Thursday’s arrest comes as prosecutors accused Ghosn of diverting $5 million in Nissan funds supposed to be sent to an overseas dealership to a company Ghosn controls.
“We now have a totally different case, and we are only doing what we think is right,” said Shin Kukimoto, deputy chief prosecutor at the Tokyo District Prosecutor’s Office, in a meeting with reporters on Thursday.
The new allegations appear to stem from what Nissan has described as an “ongoing” investigation into potential financial improprieties. But that project has itself proved highly controversial. In January, Carlos Munoz, the former head of Nissan’s North American operations, resigned in a dispute over the effort. Toshiyuki Shiga, former Nissan Chief Operating Officer, who had continued serving on the Nissan board, also tendered his resignation, privately raising concerns over the handling of the Ghosn case.
“Millions of dollars cannot be dispersed by two people,” one long-time Nissan executive and Ghosn associate who spoke on the condition of anonymity told NBC News.
The same source noted that it is a routine process in the Japanese business world for executives to receive extensive perks, including access to homes, country clubs and private jets, that are not officially reported as compensation. If pressed, such matters might be considered illegal, he added, but would be handled as a civil, rather than criminal, infraction. Prosecuting a senior executive for such matters, he stressed, “is unprecedented in Japan.”
Auto industry insiders have questioned why Japan's second-largest automaker sought to make the case in the first place.
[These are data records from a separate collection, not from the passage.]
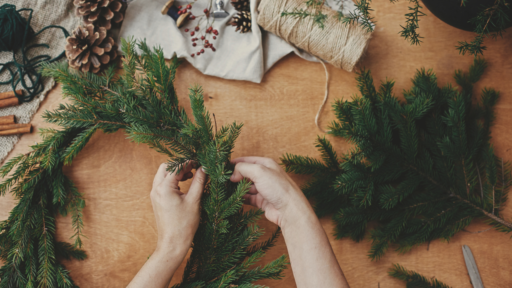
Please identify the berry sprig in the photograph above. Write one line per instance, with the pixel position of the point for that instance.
(200, 38)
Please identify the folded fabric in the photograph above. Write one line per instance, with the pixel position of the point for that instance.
(239, 56)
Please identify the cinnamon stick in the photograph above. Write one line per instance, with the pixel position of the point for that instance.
(5, 120)
(13, 126)
(9, 102)
(10, 94)
(16, 131)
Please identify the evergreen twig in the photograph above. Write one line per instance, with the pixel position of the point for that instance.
(415, 168)
(146, 106)
(413, 279)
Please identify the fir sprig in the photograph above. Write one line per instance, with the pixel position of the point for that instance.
(422, 169)
(143, 102)
(490, 23)
(414, 279)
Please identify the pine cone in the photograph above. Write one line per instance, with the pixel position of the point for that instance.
(89, 50)
(241, 5)
(242, 21)
(99, 12)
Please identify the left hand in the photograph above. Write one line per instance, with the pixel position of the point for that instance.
(177, 214)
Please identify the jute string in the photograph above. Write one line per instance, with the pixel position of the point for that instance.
(326, 96)
(338, 44)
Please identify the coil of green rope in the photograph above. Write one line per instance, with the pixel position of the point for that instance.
(15, 33)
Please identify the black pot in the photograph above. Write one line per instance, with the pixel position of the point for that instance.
(452, 13)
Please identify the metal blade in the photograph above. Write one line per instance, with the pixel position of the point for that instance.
(474, 275)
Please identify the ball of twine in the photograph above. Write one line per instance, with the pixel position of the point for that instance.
(337, 43)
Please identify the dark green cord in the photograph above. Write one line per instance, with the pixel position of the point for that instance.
(13, 26)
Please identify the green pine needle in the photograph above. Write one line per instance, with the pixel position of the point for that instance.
(421, 169)
(146, 106)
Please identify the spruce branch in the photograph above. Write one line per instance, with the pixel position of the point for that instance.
(422, 168)
(141, 101)
(413, 279)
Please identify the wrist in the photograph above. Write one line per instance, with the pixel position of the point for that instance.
(170, 249)
(299, 213)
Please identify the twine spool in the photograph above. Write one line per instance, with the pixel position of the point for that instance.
(339, 44)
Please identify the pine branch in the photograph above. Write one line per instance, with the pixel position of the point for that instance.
(422, 169)
(413, 279)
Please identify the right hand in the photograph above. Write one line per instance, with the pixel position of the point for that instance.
(273, 191)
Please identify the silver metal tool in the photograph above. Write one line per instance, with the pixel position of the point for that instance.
(474, 275)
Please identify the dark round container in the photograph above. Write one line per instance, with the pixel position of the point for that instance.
(452, 13)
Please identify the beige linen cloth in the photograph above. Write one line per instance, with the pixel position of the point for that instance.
(46, 12)
(239, 56)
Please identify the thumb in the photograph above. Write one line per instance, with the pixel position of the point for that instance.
(196, 188)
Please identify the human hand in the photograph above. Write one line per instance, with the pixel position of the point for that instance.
(177, 214)
(273, 191)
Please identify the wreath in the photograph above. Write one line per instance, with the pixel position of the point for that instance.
(143, 102)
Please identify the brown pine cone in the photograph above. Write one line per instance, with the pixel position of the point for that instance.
(100, 12)
(89, 50)
(242, 21)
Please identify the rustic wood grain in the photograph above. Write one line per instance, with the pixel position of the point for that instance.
(115, 175)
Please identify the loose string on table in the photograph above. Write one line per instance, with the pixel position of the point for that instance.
(24, 72)
(326, 96)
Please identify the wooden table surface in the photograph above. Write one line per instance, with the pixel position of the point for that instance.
(115, 175)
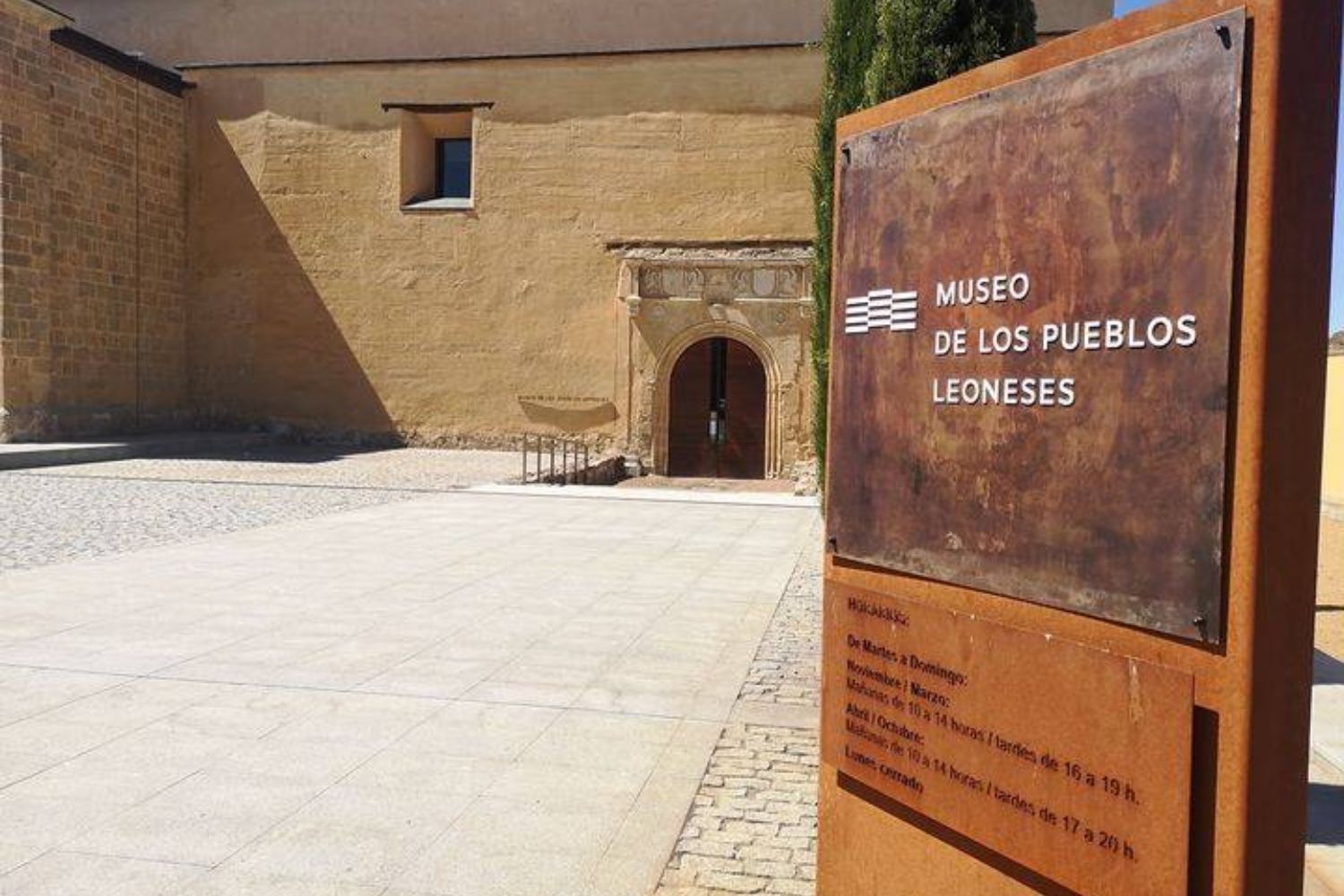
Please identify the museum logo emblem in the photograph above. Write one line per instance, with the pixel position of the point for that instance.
(881, 309)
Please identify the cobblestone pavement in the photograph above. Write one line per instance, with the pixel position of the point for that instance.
(324, 465)
(93, 509)
(56, 519)
(753, 823)
(788, 667)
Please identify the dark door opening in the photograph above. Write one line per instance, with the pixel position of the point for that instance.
(717, 413)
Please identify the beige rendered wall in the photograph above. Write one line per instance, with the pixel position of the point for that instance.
(182, 31)
(91, 218)
(1332, 478)
(317, 301)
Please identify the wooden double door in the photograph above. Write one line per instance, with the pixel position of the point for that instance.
(718, 411)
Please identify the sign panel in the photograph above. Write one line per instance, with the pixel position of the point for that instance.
(1031, 335)
(1070, 761)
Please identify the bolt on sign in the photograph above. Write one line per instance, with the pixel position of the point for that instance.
(1034, 306)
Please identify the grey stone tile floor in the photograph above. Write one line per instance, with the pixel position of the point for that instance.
(449, 694)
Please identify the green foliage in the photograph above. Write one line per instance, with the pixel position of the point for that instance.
(876, 50)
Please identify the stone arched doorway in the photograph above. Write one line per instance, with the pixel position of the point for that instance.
(717, 411)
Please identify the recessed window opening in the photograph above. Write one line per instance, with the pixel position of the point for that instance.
(438, 160)
(453, 167)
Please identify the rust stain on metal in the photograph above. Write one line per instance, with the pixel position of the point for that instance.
(1070, 761)
(1069, 446)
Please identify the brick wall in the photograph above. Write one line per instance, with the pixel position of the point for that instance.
(91, 220)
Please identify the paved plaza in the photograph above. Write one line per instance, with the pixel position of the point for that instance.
(317, 672)
(449, 694)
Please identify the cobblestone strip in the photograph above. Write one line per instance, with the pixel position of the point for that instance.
(58, 519)
(753, 825)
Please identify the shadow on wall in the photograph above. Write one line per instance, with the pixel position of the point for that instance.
(263, 343)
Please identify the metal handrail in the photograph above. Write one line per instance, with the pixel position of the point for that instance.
(574, 460)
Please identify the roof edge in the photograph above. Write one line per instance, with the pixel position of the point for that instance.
(50, 15)
(494, 56)
(128, 64)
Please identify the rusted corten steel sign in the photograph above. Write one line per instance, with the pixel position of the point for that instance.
(1067, 759)
(1031, 333)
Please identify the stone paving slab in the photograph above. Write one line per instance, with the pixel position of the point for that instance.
(452, 694)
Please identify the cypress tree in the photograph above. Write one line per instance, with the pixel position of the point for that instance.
(847, 46)
(876, 50)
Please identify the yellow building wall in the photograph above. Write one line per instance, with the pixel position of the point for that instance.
(314, 300)
(1332, 477)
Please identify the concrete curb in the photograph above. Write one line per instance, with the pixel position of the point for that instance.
(677, 495)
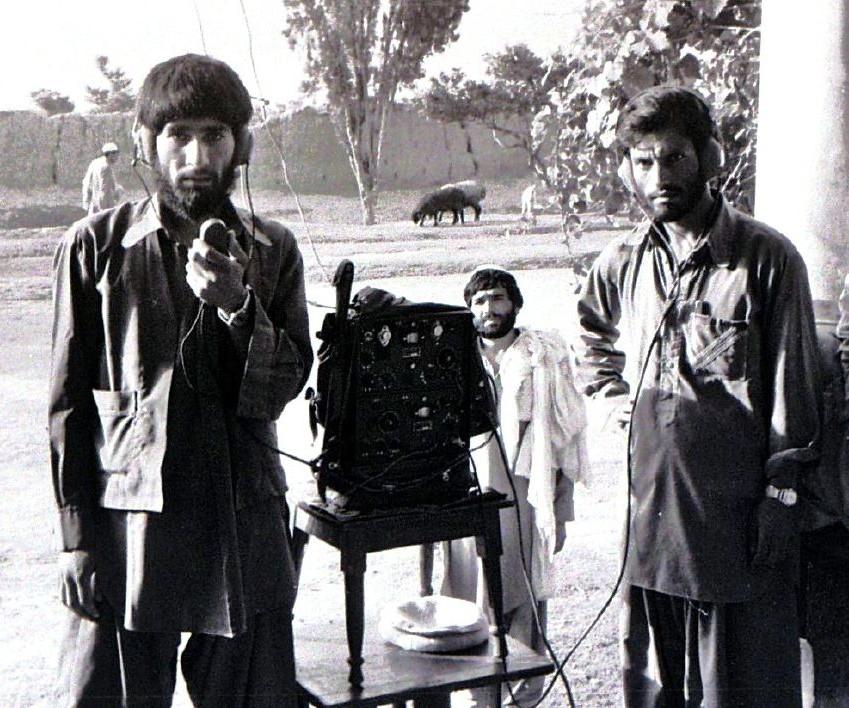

There is widespread consensus that it reflects a desire by Nissan to push back against the dominance Renault has over the three-manufacturer alliance. After rescuing then nearly bankrupt Nissan in 1999, the French automaker has taken a 43.4 percent stake in its Japanese partner. In turn, it can appoint board members and senior executives unilaterally.
Saikawa recently expressed his desire to shift some of that balance of power. He is also opposed to Renault’s desire to move beyond an alliance where all three companies retain their independence. He has come under fire, with numerous observers questioning how a CEO — and members of the Nissan board — would not have accepted, at least tacitly, the extra pay and spending by Ghosn.
Meanwhile, the Japanese judicial system has also come under fire, including from human rights groups questioning how it achieves a conviction rate of more than 90 percent.
In Ghosn’s case, the executive was initially held in solitary confinement and subject to daily interrogations without an attorney. Prosecutors regularly demanded he sign a confession written in Japanese, a language he does not understand.
In February, Ghosn shook up his legal team after several attempts to win bail. Current lawyer Junichiro Hironaka, known for his ability to beat the system and win acquittals, a month ago denounced what he called “hostage justice” during an appearance at the Foreign Correspondents’ Club of Japan. “This goes against what is defined by law. This should never be allowed,” he said of the Ghosn case.
Many observers believe prosecutors and Nissan could be looking to squeeze the former Nissan boss hoping to pull together a plea deal that will see him having served time in detention and acknowledging some wrongdoing. That would avoid a very public trial that could reveal whether his behavior was more "norm" than "exception" and routinely part of the Japanese approach to big business.